I'm designing the Authorization part of the AAA module of a business software suite.
- There are Users and Groups, and you can assign Permissions to any of those.
- You can Grant or Deny a permission. When there is a conflict, Deny wins. Deny is also the default permission.
- Client sends a request with a Operation type and parameters (like company, document type, site, user, etc). The Operation type might be domain-specific like "Create new invoice" or more atomic like "Update record for table X".
- The Permission is not only based on Operation type, but also on the specific data the system holds. For example: One permission can say "Allow User X to Create new Invoices", but a more specific one could be "Allow User X to Create new invoices on Company Y, on Site Z".
Data levels for last point are:
* Global (This Permission affects the Operation at every level)
* Company (Affects the Operation for this company)
** DocumentType (Inside this company, Permission only affects this kind of Document)
* Site (Affects the Operation for a specific Site. Sites can have multiple companies, and companies can be in multiple sites)
There can be multiple permissions for the same operation, and they only differ in scope: User X can make a new Invoice for company Y, Can make a new invoice for Company Z, but CANNOT make a new invoice in Site F, for example. So, if the operation requests a new invoice for user x for company z in site f, it should be denied.
- Auth module keeps a list of all permissions for all users and groups in memory.
What I'm doing:
I'm using .NET, so using LINQ I make a query to the Permission lists in memory to get:
- First I get all the permissions for this User for this Operation, and add all the Permissions for the groups the user is in, for this operation.
- In this result, I query for a Global DENY. If exists, Deny Op.
- Then query for a global ALLOW. If exists, note it down and continue next check.
- Then look for all the permissions for the requested company.

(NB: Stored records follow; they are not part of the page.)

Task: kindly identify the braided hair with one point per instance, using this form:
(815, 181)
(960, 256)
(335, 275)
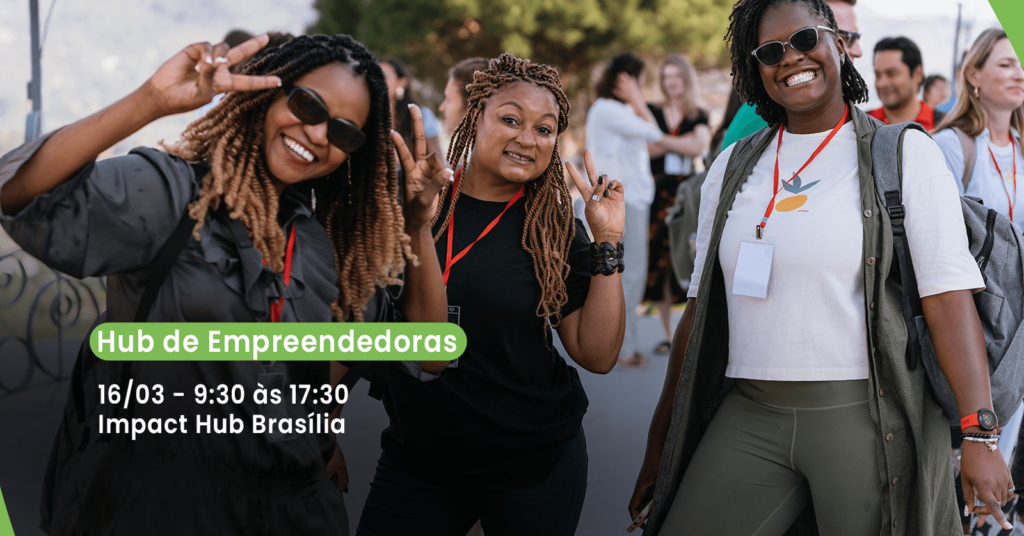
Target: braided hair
(357, 207)
(742, 38)
(550, 223)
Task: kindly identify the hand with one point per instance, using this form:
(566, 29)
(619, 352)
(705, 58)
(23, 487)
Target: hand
(628, 89)
(646, 479)
(337, 470)
(425, 174)
(195, 75)
(984, 473)
(606, 214)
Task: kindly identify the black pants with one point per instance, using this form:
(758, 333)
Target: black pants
(401, 503)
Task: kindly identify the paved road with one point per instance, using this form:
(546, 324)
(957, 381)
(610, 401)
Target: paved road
(621, 406)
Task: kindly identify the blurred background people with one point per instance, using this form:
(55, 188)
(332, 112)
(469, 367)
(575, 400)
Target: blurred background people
(679, 115)
(456, 94)
(400, 92)
(898, 75)
(935, 90)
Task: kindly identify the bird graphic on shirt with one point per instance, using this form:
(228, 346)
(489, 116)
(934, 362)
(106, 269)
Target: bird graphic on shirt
(795, 186)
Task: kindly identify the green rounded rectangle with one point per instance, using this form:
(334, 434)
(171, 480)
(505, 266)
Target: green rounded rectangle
(278, 341)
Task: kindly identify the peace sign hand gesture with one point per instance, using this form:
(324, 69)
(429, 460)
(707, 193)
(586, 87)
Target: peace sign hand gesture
(195, 75)
(425, 174)
(605, 202)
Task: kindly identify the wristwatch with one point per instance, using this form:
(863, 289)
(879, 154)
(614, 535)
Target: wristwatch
(984, 419)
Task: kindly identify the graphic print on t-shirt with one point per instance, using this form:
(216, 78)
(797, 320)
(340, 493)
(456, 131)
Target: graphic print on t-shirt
(793, 203)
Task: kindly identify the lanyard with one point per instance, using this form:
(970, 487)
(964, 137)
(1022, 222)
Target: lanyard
(775, 189)
(1013, 157)
(450, 261)
(280, 304)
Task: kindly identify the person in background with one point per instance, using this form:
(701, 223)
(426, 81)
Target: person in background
(398, 89)
(679, 115)
(936, 90)
(456, 95)
(747, 121)
(898, 75)
(987, 120)
(620, 128)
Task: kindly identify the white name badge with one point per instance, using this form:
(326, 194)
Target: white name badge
(753, 268)
(676, 164)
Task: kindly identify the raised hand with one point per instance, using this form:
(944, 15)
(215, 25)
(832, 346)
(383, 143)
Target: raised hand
(425, 174)
(194, 76)
(605, 202)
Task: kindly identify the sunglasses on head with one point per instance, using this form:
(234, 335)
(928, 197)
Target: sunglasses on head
(307, 107)
(803, 41)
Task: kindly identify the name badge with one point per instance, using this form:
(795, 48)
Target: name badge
(454, 314)
(753, 268)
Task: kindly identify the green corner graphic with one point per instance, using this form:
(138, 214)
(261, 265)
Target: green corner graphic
(5, 528)
(1011, 13)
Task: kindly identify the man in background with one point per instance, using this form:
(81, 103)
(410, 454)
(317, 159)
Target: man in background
(898, 76)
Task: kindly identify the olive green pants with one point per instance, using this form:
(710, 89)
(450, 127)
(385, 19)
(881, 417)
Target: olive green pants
(773, 448)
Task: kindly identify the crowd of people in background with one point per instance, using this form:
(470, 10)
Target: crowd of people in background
(657, 180)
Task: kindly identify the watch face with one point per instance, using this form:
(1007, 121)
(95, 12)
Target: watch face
(986, 419)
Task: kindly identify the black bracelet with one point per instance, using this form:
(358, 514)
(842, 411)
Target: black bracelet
(605, 258)
(994, 437)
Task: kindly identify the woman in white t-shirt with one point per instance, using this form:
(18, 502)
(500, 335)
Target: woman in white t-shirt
(987, 121)
(787, 383)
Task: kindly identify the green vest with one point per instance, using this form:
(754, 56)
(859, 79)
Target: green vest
(912, 435)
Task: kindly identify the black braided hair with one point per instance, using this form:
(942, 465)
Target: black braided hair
(742, 38)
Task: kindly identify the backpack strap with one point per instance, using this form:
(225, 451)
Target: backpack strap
(970, 155)
(887, 168)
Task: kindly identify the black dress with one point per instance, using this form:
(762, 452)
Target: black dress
(659, 256)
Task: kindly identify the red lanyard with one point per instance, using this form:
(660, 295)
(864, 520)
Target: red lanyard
(450, 261)
(1013, 157)
(280, 304)
(775, 189)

If there's a Deny, then Deny the whole thing. If Allowed, then note it down and continue next check.
- Do the same thing for requested Site and DocumentType.
- Then look for the exact combination of op/company/site that the request is asking for. If there is a Deny, then deny the whole thing. If Allowed, then note it down and continue next step. If there's no permission and there is also no Allow noted down from previous steps, then deny the request.
- At this point, the request is essentially allowed, but still need to modify the request so that the Query creator can include the specific Deny found, if any, in the DB query. For example, User X is requesting a list of all invoices, has a Global grant to see all invoices, but also has a specific Deny for company Y.
Is there a better way to do this? I mean, I think this is covered by ABAC-implementations like XAMCL, but there are no clients for .NET that we can use (pricing, completion, etc). Thanks.